Met natuurtechnisch bosbeheer naar het oerbos van de toekomst.
Echte oerwouden - natuurbossen waar de mens geen of nauwelijks invloed
op had - zijn in Europa niet meer te vinden. Van de eens uitgestrekte
oerwouden uit de gematigde Europese klimaatzone is zo weinig over, dat
we zelfs niet meer weten, hoe het oorspronkelijke natuurbos er precies
heeft uitgezien.
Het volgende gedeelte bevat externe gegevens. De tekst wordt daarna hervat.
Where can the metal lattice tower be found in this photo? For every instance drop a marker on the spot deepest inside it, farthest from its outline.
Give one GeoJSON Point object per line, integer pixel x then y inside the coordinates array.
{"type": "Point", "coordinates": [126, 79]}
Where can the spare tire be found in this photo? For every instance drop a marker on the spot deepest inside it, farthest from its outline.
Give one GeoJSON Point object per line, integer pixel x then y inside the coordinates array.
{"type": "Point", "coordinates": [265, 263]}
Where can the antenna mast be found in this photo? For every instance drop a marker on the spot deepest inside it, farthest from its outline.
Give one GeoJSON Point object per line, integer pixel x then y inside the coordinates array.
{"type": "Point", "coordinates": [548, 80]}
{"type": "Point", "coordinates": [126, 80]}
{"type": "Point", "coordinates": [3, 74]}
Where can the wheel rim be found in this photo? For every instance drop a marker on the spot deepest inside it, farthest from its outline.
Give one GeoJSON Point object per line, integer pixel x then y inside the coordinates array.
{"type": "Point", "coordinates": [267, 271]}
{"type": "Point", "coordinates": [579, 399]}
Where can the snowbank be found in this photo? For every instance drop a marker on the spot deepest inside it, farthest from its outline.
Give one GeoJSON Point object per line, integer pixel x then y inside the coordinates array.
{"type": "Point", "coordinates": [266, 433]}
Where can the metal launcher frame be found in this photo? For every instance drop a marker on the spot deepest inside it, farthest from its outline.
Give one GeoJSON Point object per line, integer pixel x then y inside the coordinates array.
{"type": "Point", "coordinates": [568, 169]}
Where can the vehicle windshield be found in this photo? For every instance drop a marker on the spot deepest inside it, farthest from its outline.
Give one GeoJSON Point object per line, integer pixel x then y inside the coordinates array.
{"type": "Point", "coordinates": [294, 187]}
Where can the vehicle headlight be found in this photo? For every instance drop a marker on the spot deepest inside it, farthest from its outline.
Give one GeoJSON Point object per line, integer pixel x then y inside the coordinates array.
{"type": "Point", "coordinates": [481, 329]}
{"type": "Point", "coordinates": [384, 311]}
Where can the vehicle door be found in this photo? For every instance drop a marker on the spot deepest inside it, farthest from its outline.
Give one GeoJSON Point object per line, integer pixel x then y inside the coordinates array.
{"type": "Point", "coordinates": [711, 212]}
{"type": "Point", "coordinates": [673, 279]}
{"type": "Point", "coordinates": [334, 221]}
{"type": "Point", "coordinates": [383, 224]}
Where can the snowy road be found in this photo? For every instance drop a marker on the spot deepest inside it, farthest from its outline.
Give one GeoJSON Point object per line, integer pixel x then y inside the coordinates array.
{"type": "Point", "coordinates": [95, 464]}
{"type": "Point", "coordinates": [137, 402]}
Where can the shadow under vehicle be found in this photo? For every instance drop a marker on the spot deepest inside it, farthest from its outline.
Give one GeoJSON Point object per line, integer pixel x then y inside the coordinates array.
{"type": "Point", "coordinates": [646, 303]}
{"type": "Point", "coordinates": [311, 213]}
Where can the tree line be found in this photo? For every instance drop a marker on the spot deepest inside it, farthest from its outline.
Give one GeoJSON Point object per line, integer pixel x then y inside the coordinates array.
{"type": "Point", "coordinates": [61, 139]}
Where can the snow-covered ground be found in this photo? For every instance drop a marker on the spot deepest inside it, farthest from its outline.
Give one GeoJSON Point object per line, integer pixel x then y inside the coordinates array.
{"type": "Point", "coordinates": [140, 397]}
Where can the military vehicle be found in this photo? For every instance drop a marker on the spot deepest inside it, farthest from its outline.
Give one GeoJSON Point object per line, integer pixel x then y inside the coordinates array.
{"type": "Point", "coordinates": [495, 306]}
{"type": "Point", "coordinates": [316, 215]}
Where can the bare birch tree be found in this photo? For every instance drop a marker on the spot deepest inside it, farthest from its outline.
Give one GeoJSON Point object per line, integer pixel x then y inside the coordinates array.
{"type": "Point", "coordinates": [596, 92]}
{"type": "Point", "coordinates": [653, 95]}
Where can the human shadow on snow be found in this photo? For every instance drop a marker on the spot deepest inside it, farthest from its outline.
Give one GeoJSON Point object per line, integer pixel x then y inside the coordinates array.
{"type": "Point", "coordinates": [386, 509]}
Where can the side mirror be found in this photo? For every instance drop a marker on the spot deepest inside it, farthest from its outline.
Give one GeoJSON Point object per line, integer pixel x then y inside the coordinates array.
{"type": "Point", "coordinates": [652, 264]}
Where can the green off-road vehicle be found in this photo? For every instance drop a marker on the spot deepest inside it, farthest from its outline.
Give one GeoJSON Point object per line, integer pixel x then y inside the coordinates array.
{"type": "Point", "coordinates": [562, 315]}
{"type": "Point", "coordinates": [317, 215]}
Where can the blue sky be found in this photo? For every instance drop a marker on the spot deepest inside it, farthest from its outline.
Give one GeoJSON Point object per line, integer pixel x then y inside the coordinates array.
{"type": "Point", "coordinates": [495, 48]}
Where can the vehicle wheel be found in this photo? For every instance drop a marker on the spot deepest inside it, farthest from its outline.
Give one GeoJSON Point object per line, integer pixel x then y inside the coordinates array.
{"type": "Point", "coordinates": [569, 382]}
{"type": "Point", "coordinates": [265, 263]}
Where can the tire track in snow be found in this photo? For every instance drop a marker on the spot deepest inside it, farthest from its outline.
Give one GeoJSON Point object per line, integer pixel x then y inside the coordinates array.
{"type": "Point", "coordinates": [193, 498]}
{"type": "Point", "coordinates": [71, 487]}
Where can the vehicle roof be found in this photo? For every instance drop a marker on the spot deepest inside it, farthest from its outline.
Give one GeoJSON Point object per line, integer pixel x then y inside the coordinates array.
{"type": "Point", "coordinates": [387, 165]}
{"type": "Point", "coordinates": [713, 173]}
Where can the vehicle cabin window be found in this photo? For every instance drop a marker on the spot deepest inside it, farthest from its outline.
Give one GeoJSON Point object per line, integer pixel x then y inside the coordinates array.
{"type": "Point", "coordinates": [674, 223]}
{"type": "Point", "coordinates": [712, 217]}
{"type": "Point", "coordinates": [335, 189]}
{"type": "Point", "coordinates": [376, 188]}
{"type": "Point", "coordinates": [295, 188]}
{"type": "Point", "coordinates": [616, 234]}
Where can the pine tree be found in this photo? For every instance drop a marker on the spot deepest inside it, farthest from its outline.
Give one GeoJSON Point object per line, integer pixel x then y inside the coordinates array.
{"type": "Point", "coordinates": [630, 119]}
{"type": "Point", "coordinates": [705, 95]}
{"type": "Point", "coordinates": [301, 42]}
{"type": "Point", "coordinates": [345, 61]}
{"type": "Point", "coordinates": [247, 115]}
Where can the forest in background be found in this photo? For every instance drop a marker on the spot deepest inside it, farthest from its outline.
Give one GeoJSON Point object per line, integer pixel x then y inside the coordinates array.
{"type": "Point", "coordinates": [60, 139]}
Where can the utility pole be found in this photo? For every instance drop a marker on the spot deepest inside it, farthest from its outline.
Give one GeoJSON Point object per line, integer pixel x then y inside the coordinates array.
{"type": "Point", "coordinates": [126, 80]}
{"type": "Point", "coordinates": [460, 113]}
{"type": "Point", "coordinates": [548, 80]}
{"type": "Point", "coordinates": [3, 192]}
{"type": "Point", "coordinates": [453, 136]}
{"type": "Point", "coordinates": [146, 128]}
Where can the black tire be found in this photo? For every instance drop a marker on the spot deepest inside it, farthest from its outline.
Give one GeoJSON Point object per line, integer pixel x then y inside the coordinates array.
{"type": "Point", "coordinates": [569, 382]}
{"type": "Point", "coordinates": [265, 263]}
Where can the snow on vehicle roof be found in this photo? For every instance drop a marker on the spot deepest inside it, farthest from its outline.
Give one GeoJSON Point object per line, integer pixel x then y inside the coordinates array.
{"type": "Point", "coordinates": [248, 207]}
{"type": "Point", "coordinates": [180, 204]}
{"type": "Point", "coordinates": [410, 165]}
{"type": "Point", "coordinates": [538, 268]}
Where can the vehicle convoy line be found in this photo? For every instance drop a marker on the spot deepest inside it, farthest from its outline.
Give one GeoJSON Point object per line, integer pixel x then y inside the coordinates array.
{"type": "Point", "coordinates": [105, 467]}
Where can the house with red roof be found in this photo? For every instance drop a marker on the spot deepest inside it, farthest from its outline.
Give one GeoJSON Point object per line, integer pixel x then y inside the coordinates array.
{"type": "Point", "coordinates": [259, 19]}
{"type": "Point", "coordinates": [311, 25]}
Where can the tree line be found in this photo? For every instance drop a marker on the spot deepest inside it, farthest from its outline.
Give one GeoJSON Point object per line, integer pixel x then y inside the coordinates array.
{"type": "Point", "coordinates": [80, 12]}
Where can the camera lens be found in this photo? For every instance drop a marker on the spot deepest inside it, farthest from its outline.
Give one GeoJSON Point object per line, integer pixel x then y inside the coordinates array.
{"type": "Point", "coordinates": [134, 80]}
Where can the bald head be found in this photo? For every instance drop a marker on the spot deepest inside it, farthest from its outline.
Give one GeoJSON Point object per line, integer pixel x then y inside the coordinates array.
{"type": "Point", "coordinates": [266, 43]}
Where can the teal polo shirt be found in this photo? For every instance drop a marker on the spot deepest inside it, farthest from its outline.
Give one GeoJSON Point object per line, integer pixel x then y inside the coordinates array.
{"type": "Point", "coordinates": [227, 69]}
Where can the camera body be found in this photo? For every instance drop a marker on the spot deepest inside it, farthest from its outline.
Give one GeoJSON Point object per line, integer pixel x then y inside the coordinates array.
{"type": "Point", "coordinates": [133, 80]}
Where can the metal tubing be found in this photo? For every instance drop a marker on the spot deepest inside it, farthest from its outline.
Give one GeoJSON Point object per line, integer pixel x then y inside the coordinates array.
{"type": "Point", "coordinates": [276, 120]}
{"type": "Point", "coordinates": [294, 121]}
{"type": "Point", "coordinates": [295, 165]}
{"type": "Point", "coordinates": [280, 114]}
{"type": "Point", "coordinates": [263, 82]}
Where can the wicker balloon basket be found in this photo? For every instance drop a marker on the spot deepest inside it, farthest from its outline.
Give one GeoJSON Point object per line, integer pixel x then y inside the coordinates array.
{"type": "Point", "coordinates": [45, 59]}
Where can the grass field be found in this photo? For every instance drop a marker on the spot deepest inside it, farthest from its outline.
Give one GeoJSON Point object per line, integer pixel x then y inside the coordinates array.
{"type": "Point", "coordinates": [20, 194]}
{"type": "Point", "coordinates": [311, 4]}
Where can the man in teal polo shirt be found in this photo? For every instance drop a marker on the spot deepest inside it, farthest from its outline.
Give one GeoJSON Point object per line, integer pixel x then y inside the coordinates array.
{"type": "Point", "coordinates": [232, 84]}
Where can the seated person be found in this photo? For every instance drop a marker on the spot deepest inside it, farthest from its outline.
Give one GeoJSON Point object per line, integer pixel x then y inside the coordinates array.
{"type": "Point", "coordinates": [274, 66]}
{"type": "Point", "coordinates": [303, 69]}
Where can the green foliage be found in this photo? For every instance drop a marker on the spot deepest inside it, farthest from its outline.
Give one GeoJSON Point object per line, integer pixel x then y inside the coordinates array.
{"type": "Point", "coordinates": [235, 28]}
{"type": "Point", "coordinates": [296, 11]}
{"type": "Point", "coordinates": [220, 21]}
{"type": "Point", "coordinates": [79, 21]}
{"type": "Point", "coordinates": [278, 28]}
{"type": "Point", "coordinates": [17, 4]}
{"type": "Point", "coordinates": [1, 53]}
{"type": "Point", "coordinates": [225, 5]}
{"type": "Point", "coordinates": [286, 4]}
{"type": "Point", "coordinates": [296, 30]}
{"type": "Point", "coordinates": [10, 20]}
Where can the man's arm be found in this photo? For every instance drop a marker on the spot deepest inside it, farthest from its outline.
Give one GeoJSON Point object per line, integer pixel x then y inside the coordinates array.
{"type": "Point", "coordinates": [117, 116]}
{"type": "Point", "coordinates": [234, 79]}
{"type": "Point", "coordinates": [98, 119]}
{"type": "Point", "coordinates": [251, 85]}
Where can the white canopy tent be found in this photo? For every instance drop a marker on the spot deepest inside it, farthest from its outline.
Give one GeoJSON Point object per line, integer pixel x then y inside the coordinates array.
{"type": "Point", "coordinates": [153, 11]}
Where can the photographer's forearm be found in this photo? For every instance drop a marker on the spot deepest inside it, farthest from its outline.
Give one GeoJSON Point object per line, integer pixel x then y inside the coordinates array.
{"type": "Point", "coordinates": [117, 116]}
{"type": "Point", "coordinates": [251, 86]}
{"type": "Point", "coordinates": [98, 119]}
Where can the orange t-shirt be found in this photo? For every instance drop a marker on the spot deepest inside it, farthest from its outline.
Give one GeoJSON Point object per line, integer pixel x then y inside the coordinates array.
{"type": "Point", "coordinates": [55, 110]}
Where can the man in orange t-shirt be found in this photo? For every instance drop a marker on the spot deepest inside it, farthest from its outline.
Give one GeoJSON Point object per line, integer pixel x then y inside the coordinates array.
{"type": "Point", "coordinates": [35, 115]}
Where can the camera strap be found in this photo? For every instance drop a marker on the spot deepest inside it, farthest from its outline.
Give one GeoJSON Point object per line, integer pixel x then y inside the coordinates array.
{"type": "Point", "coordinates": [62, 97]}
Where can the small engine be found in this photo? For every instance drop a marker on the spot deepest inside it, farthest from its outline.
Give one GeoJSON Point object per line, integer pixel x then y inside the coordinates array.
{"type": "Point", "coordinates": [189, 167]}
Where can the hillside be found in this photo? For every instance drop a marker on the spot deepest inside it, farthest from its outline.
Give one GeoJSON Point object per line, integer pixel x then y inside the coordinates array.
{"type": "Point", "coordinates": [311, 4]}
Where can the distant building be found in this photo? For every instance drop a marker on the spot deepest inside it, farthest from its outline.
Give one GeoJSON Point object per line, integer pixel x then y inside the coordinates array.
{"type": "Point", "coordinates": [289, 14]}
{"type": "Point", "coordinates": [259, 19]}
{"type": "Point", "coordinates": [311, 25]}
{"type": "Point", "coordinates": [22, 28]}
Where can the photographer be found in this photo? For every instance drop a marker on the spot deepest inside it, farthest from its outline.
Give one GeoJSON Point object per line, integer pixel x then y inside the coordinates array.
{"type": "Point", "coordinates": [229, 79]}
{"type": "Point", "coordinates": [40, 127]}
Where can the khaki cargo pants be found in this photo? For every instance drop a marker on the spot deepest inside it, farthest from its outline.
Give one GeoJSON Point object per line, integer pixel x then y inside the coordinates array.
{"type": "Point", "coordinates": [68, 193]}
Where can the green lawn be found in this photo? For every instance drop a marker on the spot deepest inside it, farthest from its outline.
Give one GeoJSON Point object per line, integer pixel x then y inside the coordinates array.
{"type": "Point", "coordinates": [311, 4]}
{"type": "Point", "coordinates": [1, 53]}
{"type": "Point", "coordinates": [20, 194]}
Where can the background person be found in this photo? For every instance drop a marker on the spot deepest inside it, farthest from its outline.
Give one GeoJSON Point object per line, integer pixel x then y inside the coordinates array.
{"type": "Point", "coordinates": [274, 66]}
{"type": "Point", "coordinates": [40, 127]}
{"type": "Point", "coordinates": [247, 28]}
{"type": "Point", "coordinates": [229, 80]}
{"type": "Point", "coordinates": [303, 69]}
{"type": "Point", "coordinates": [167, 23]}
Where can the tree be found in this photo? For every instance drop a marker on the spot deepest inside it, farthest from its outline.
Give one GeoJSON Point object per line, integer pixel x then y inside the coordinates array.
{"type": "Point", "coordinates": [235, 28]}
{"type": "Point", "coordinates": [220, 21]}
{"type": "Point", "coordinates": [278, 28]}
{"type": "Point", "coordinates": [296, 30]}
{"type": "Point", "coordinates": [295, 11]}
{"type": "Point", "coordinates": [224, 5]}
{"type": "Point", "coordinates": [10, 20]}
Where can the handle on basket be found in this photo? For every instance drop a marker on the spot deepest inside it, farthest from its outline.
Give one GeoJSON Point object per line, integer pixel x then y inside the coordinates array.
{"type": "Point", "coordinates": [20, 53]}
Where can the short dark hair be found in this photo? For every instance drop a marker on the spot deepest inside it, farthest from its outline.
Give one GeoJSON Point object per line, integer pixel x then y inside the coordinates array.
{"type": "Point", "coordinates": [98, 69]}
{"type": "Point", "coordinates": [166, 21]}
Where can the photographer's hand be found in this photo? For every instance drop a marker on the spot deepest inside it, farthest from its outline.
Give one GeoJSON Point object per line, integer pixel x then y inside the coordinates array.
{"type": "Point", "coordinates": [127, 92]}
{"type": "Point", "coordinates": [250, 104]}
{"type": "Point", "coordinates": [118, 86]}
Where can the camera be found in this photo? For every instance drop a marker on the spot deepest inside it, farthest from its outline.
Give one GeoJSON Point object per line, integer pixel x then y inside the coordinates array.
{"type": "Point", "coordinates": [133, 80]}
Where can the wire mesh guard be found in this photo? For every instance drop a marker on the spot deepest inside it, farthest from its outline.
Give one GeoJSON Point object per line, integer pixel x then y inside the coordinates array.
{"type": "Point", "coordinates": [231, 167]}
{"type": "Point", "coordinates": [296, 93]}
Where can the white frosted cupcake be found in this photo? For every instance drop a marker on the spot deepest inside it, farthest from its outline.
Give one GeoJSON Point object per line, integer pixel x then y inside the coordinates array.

Was het een aaneengesloten donker bos of had het een
meer open, afwisselende structuur?
Tegenwoordig denken we het laatste.
Enkele grote bosdieren, zoals het wilde bospaard, de Tarpan en het wilde
rund, de Oeros, zijn al lang uitgestorven. De laatste Oeros overleed in
1627 in Polen. Wat ons nog rest zijn opgegraven botten en enkele
afbeeldingen in grotten. Daardoor kennen we hun gedrag niet en weten we
ook niet in welke aantallen ze in het bos hebben rondgelopen. We kunnen
dus slechts speculeren over het effect dat deze grote grazers op het bos
hebben gehad. Van de Wisent, die zijn uitroeiing ternauwernood heeft
overleefd, hebben we in Europa intussen weer enkele duizenden dieren.
De wilde kudde in het Poolse woud van Bialowieza wordt 's winters nog
steeds bijgevoerd. Hun effecten op het bos zijn dus nog steeds niet te
bepalen. Hoeveel dode bomen lagen er eigenlijk?
Natuurtechnisch bosbeheer
Waar we bos tegenkomen, in boswachterijen, maar ook in tuinen,
parken en landgoederen, vinden we hoofdzakelijk bomen: een
kleine, soms een grote verzameling, gerangschikt in groepen of
in percelen. Zonder veel variatie. Meestal ontbreken een struik-
en een kruidlaag. Eigenlijk ontbreken de meeste planten van het
bos: havikskruiden, bosgrassen, koekoeksbloemen, wilgenroosjes,
bramen, meidoorn, hulst, hazelaar enz. Deze soorten zijn
vaak wel aanwezig, maar alleen aan de randen van het bos of perceel. Ze
staan daar spontaan gevestigd in tegenstelling tot de aangeplante boomlaag.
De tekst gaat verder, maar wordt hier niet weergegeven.